Pois é, desde o último post (19 de fevereiro) não tenho dado a devida atenção ao meu blog.

Mas enfim, estou de volta mais uma vez para criar algo interessante para aqueles que gostam e me acompanham pelo blog.

O que dizer que houve nestes últimos dias?

Bom descobri novas bandas, umas que eu conhecia uma coisa e outra e bandas que eu nunca havia ouvido antes.

Uma delas é o Star One, projeto criado em 2002 pelo multi-instrumentista Arjen Anthony Lucassen e que conta com a participação de diversos vocalistas e instrumentistas da cena Metal (Damian Wilson, Floor Jansen, Dan Swanö e Russell Allen).

Quem conhece o trabalho dele fora o Star One deve saber que Arjen já havia feito isso no passado com o seu projeto Ayreon, uma ópera-metal com temática voltada para a ficção científica. E não sendo tão diferente do Ayreon, Star One conta com uma temática similar, porém voltada para séries e filmes do gênero.

No primeiro disco, Space Metal, a temática é inteira dedicada a filmes/séries que falam de viagens espaciais como Aliens, Doctor Who, Blake’s 7, 2001, Star Trek, Duna, Star Wars e etc.

Space Metal

Star One

O material é bem interessante, para quem já ouviu Ayreon é algo completamente oposto pois é mais focado em guitarras, riffs certeiros e vocais magníficos.

Em 2010 eles lançaram Victims of the Modern Age onde o approach do disco é ainda mais pesado que o seu antecessor para também dar o clima certo para a temática do disco: filmes que falam sobre distopia e mundos pós-apocalípticos.

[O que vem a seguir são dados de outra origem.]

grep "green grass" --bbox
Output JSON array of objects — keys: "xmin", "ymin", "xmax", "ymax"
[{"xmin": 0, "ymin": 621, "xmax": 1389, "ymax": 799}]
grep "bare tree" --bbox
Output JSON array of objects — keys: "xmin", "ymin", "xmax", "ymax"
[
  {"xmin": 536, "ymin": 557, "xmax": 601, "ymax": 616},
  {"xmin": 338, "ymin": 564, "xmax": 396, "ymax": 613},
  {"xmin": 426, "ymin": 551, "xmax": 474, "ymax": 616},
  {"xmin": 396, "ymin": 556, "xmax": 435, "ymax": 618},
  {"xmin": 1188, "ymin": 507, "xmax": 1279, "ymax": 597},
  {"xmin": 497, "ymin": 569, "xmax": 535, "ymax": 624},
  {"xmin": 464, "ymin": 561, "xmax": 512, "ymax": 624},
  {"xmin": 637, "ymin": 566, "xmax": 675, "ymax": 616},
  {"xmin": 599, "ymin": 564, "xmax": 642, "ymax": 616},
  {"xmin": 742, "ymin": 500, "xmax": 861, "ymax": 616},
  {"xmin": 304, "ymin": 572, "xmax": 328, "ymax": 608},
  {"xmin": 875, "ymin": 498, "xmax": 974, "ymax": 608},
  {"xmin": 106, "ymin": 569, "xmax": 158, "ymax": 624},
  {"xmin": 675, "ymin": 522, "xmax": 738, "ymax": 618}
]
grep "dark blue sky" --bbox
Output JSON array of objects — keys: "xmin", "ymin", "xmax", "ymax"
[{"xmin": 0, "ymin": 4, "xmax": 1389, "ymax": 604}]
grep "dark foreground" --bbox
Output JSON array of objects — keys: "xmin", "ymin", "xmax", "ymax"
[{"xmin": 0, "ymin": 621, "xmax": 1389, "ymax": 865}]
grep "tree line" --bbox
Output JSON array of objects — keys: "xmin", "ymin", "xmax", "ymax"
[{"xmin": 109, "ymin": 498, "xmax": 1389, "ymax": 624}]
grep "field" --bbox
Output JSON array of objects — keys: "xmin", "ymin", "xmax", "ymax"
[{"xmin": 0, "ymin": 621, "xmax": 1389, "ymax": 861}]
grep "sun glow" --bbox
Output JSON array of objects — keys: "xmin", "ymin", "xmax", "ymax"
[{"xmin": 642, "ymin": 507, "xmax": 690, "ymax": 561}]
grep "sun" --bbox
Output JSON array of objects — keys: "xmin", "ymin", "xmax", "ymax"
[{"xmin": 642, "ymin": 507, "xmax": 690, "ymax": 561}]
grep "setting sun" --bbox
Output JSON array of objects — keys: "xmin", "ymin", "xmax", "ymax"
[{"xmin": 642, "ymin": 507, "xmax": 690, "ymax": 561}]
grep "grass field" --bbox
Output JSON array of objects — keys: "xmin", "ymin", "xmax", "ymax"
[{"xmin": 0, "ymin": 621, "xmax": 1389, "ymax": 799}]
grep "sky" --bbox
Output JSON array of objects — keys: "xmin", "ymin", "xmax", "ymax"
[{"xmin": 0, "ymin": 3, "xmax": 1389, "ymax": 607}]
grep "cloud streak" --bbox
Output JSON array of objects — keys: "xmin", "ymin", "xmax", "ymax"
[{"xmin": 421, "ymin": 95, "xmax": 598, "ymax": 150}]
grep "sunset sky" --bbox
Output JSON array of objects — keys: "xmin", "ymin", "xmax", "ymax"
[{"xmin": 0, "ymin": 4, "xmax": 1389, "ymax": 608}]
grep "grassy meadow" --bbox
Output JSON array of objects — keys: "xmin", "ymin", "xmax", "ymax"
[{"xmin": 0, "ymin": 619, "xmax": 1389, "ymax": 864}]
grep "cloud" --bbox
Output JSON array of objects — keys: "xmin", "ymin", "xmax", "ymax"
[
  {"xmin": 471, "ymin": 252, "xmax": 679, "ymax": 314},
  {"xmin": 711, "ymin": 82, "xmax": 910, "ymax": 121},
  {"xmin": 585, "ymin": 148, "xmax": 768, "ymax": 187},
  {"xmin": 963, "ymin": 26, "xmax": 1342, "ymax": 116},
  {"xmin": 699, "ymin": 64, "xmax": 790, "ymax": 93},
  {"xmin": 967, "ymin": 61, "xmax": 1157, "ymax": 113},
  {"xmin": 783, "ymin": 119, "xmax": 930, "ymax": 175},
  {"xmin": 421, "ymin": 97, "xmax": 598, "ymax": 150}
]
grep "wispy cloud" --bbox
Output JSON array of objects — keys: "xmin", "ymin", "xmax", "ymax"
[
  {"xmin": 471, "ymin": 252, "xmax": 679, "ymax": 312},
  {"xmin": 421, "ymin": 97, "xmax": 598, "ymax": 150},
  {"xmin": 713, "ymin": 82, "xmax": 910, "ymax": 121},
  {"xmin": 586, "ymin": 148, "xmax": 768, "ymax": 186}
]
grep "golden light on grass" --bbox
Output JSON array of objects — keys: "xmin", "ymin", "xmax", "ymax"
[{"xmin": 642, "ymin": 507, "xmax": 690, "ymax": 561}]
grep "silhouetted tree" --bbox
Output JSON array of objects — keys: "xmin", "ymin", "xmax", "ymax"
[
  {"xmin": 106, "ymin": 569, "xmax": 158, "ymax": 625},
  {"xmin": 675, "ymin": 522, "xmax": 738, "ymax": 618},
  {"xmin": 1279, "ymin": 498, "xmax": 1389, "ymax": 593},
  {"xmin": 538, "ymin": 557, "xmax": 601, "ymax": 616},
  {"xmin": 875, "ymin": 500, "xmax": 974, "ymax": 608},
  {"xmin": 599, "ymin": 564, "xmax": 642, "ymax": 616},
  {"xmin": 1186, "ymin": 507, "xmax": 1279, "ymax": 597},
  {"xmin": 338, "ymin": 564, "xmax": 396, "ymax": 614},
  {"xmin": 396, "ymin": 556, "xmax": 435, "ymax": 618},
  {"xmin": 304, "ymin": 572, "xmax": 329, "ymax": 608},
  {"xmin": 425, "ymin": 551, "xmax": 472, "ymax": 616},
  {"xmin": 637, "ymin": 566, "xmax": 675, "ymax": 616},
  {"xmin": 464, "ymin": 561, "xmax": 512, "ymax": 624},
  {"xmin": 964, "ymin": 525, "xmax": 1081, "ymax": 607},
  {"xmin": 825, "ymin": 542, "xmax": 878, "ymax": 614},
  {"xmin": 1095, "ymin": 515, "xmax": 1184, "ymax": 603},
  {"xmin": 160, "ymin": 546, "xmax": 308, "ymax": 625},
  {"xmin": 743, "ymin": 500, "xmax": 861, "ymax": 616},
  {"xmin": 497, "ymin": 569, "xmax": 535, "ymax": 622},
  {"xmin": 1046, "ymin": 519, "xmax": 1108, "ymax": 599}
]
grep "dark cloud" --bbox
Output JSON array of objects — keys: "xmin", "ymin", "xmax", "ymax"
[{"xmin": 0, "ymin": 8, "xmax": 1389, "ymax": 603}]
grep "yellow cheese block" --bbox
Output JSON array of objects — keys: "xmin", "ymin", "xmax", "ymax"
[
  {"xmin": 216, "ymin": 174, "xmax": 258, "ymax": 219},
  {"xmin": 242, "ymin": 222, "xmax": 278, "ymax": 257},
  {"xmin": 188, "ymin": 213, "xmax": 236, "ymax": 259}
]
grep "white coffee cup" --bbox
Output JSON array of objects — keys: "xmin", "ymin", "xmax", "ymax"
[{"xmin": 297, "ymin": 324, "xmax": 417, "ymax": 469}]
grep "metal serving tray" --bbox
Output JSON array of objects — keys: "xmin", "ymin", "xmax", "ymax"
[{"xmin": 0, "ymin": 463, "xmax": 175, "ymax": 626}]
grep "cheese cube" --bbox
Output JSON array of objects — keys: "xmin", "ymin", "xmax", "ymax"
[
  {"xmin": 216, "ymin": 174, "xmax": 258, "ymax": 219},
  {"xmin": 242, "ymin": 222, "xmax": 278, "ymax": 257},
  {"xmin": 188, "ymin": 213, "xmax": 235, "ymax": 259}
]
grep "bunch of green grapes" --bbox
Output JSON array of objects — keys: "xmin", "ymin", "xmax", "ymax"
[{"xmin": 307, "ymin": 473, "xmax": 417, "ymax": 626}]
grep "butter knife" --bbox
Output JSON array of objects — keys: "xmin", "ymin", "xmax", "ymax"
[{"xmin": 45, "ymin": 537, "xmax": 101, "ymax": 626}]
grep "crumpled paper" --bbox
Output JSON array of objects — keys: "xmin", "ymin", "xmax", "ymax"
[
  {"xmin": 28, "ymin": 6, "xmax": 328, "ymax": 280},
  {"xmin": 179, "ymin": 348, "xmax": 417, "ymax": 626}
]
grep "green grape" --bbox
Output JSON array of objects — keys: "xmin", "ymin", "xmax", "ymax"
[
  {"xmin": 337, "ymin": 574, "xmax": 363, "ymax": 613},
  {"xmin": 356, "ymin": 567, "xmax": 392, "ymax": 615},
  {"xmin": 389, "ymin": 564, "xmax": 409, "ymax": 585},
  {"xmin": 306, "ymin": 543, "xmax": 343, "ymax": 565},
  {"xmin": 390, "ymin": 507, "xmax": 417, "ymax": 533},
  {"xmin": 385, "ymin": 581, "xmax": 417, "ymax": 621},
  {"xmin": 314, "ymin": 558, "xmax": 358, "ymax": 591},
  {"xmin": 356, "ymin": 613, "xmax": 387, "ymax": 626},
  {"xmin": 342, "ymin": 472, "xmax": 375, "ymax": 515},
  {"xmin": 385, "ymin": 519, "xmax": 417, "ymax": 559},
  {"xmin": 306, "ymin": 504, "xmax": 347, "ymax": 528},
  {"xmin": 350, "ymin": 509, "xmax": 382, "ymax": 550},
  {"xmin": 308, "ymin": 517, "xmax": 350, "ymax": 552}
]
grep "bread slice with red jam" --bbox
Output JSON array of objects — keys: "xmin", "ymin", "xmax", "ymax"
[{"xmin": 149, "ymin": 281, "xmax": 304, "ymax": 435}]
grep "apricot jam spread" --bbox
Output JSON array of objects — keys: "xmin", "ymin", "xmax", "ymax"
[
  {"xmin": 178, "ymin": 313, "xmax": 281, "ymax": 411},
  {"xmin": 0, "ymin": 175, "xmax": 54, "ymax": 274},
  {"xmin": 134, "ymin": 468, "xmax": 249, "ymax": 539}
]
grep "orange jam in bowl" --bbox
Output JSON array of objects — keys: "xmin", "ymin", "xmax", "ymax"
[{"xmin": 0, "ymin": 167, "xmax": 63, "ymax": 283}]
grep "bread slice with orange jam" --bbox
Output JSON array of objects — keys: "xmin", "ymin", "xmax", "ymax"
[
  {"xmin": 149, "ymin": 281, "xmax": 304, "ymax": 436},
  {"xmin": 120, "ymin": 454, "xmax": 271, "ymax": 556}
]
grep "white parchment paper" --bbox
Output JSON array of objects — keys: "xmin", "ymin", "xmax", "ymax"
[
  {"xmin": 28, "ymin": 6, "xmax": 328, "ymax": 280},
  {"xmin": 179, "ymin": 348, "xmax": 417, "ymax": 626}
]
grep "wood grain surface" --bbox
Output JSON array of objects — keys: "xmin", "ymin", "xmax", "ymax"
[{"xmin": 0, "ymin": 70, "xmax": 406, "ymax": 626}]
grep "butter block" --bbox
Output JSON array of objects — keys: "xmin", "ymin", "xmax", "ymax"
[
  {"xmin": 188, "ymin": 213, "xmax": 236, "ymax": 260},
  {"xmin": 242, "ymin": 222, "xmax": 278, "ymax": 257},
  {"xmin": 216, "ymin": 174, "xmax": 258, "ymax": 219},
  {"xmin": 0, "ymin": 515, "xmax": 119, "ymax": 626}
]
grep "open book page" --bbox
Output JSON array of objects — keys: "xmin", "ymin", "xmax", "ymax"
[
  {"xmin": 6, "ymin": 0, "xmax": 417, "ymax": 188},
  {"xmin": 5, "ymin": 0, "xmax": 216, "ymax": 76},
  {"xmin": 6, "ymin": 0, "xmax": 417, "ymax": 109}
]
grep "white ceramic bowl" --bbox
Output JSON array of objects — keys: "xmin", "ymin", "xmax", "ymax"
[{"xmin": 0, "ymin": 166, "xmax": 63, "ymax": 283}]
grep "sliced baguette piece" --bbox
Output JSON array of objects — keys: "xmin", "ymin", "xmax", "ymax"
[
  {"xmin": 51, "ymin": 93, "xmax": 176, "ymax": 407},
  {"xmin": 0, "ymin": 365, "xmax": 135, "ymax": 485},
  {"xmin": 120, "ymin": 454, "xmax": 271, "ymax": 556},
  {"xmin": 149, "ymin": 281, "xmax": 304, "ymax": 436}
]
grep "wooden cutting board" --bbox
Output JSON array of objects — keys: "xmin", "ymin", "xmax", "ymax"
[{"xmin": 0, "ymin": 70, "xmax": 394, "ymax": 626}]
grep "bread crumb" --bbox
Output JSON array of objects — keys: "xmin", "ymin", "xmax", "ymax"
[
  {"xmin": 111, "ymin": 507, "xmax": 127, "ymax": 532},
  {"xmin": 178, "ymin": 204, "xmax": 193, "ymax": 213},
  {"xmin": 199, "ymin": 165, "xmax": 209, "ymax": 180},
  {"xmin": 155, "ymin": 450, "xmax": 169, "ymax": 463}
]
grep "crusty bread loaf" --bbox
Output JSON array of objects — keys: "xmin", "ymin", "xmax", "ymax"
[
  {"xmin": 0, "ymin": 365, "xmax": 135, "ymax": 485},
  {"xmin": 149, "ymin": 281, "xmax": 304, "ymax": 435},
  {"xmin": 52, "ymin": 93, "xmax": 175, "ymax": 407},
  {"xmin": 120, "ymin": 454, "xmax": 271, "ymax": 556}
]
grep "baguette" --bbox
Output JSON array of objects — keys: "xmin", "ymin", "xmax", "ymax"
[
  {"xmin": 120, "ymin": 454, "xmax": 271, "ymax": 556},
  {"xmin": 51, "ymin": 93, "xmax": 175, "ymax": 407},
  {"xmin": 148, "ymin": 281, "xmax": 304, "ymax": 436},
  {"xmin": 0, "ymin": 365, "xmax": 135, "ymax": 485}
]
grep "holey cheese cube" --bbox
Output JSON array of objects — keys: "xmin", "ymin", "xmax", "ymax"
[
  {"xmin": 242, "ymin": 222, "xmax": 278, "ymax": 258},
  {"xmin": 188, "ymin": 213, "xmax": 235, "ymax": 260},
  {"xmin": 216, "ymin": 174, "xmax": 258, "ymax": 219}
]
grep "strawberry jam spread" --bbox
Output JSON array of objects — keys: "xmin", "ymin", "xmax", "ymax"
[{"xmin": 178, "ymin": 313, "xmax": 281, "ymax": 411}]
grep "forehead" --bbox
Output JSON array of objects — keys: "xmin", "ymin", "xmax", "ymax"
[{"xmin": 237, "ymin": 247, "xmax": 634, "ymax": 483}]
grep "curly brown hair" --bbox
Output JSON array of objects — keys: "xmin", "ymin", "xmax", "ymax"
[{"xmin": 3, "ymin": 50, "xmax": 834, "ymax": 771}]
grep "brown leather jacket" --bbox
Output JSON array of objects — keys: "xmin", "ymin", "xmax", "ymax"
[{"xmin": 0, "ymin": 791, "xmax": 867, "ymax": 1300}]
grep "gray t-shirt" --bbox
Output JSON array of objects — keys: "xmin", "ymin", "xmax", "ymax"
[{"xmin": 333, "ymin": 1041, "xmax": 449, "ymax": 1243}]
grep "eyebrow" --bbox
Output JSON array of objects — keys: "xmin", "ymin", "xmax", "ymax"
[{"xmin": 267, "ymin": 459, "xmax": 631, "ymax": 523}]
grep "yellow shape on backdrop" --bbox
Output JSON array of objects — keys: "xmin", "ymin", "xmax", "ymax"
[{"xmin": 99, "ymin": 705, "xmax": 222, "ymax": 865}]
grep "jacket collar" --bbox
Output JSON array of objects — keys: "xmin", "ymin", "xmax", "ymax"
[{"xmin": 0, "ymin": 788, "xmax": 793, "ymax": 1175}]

Exemplos: Matrix, Laranja Mecânica, Planeta dos Macacos, Fuga de Nova York, Blade Runner, 1984 entre outros.

É um disco excelente, altamente recomendado para quem aprecia boa música e crê que não tem coisa boa saindo no mercado atual.

Confesso também que graças ao Star One pude conhecer melhor o trabalho desse cara aqui: Dan Swanö.

Dan é famoso por ter uma participado de diversas bandas da cena Death Metal Sueca, sua lista de contribuições é bem extensa conforme podemos ver no wikipedia, porém creio que há participações que não foram listadas. Mas enfim…

Dono de uma voz bem versátil, onde ele consegue cantar do mais grave dos guturais até algo mais melódico com vocais limpos, além de tocar bateria, guitarra, baixo e teclado. Simplesmente um artista completo. Lembro me que a primeira vez que tive contato com ele foi ao ler que ele havia composto algumas letras de música para o Hypocrisy no disco The Arrival de 2004, fora sua interpretação para a música Melissa do Mercyful Fate.

Claro que tenho ouvido bem mais coisas ultimamente e espero poder compartilhar minhas impressões aqui com vocês.

Mais uma vez peço desculpas pela minha ausência e prometo que serei mais pontual, nem que tenha que fazer posts rápidos.